La Coalition pour la liberté en éducation (CLE) regroupe des gens sérieux, qui se sont donné pour mandat de militer en faveur d’une liberté de choix en matière d’enseignement moral et religieux. Cette coalition est née suite à l’implantation du cours d’Éthique et culture religieuse, qui, comme on le sait, est obligatoire du primaire jusqu’à la fin du secondaire. Dans un article très discret du Devoir, on apprenait aujourd’hui que la CLE avait commandé un sondage à la firme Léger Marketing, où 69% des Québécois se disent en faveur de la liberté de choix. La CLE répliquait ainsi à un sondage du Devoir, fallacieux dans sa formulation, qui avait esquivé la question de la cohabitation en opposant frontalement le cours ECR au cours d’enseignement religieux, comme si le fond de l’affaire n’était pas la liberté de choix, mais l’élimination pure et simple du cours ECR.

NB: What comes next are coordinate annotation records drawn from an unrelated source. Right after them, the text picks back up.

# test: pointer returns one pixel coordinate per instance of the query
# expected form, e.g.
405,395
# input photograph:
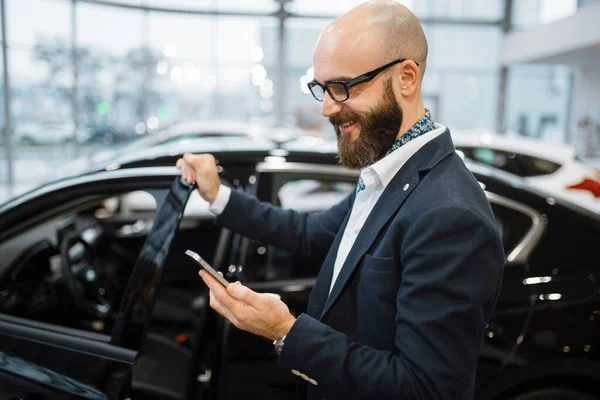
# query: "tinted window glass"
512,225
306,195
518,164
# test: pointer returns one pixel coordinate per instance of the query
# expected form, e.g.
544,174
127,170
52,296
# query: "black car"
99,301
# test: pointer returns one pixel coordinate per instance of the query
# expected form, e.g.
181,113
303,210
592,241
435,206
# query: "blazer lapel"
392,198
319,292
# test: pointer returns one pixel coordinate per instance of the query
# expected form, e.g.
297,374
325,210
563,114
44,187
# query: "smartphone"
207,267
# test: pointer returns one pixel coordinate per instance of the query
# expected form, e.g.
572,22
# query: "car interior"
72,270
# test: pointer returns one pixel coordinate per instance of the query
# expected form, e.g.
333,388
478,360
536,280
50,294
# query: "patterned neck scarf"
424,125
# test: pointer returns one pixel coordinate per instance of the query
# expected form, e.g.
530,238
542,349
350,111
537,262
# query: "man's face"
378,128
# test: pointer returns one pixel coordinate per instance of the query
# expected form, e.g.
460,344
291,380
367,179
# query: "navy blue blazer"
407,313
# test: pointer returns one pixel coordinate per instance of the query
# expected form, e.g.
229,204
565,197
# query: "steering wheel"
85,280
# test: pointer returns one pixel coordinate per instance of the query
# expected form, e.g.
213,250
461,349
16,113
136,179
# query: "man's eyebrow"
339,78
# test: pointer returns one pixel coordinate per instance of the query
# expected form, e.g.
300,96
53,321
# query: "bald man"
413,262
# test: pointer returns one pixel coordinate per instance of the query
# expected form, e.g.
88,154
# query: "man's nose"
330,107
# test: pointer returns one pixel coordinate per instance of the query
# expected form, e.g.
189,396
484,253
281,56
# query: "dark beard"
378,130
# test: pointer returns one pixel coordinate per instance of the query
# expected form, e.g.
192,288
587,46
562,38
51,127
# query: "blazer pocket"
381,264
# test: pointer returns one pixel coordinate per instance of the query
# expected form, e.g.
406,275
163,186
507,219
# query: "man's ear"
408,78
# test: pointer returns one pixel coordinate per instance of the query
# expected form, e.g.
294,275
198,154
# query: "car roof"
559,153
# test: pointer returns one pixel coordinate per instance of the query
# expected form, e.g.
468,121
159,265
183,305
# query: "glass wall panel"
51,21
254,6
529,13
538,101
455,9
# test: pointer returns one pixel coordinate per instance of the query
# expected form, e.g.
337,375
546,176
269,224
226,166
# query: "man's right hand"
202,169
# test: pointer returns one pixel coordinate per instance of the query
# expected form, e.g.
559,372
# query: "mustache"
337,120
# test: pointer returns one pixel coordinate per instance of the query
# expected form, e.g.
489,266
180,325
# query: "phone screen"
207,267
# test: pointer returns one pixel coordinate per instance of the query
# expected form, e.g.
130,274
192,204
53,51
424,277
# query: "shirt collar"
400,152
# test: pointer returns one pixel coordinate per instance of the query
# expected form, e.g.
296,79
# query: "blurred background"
83,77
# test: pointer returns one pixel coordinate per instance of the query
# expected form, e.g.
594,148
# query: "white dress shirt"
375,177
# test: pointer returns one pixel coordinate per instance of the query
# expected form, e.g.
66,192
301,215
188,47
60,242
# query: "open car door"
40,361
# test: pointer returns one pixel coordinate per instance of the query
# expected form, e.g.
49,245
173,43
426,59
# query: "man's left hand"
261,314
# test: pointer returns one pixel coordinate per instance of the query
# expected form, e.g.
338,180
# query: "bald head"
383,29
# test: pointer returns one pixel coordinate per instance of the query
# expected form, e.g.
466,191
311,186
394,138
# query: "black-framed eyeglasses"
340,90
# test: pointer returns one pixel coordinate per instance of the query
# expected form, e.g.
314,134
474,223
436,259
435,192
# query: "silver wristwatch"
279,344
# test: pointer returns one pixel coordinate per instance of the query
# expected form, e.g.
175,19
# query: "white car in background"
550,168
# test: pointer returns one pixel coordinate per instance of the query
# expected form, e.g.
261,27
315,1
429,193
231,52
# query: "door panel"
34,360
40,360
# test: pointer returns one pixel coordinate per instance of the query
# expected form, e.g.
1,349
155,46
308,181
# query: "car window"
105,235
108,231
265,263
515,163
511,224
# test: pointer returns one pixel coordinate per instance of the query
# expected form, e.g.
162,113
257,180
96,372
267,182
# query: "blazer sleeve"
308,234
452,261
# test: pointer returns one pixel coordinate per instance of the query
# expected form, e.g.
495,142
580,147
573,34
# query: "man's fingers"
221,309
242,293
218,290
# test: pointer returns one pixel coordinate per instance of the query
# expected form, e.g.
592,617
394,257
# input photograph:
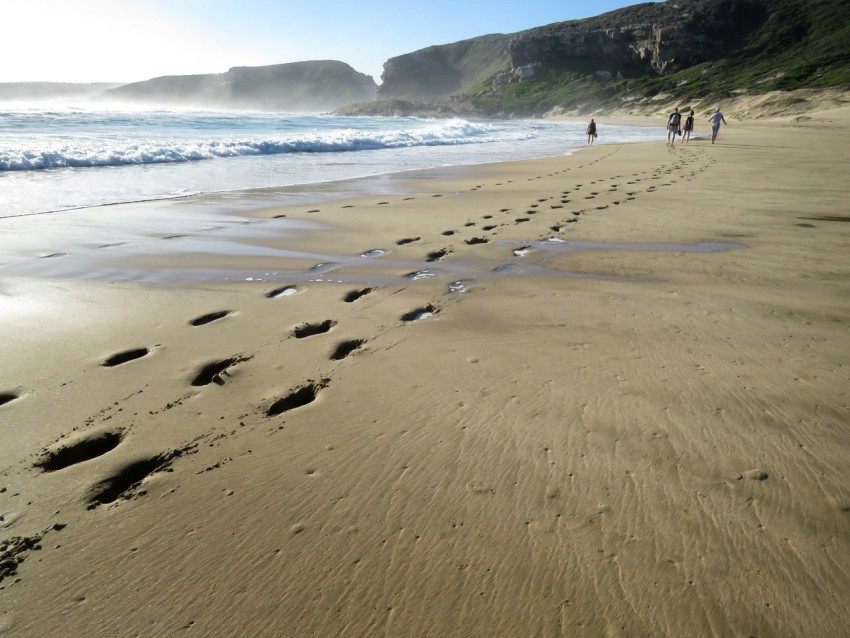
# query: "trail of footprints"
127,481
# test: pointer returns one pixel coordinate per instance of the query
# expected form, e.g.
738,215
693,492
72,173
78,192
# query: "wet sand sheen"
503,411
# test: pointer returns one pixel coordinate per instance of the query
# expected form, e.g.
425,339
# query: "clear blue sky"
130,40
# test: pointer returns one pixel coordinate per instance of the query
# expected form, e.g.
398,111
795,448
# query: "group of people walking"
675,126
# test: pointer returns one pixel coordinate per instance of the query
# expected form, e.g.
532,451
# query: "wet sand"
601,395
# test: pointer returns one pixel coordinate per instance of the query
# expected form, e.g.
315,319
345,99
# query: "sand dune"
602,395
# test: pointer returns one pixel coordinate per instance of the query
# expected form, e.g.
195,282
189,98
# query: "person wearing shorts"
689,127
673,121
715,119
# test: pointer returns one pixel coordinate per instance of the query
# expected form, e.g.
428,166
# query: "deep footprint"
437,255
125,479
346,348
124,357
354,295
6,397
80,451
209,318
420,313
297,398
284,291
310,329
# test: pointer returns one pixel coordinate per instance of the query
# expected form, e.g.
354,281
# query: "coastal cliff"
638,59
298,86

Fait à noter, le sondage du Devoir avait fait la une et avait été largement commenté par ses éditorialistes, tandis que celui de la CLE ne fait tout au plus qu’un petit encart. C’est entendu, Le Devoir sur cette question a une position éditoriale très fixe, qui va dans le sens non seulement du cours ECR, mais de toute science pédagogique utile à la reconfiguration constructiviste de la société québécoise. C’est ce que j’ai appelé, dans mon livre1, le techno-progressisme, doctrine officieuse du nouveau régime politique sous lequel on vit depuis quelques années. Le techno-progressisme s’est implanté contre les fondements du politique, en pervertissant l’État de droit pour en faire un État des droits. La notion de liberté, telle qu’on la connaît dans la tradition occidentale, a été détournée au nom d’un despotisme « éclairé », celui de l’égalité « intercommunautaire » et « interculturelle ». La société civile, entendue comme socle de l’existence commune, se voit tassée par la société des droits civiques. L’individu n’est plus l’individu, mais un minoritaire, quel que soit l’angle sous lequel on le voit : handicapé, homosexuel, ethnique, chômeur, l’État techno-progressiste trouve toujours un moyen de minoritariser les individus pour mieux les « émanciper ». Au paradis de l’émancipation, n’est-ce pas, la liberté est futile. Elle est même suspecte.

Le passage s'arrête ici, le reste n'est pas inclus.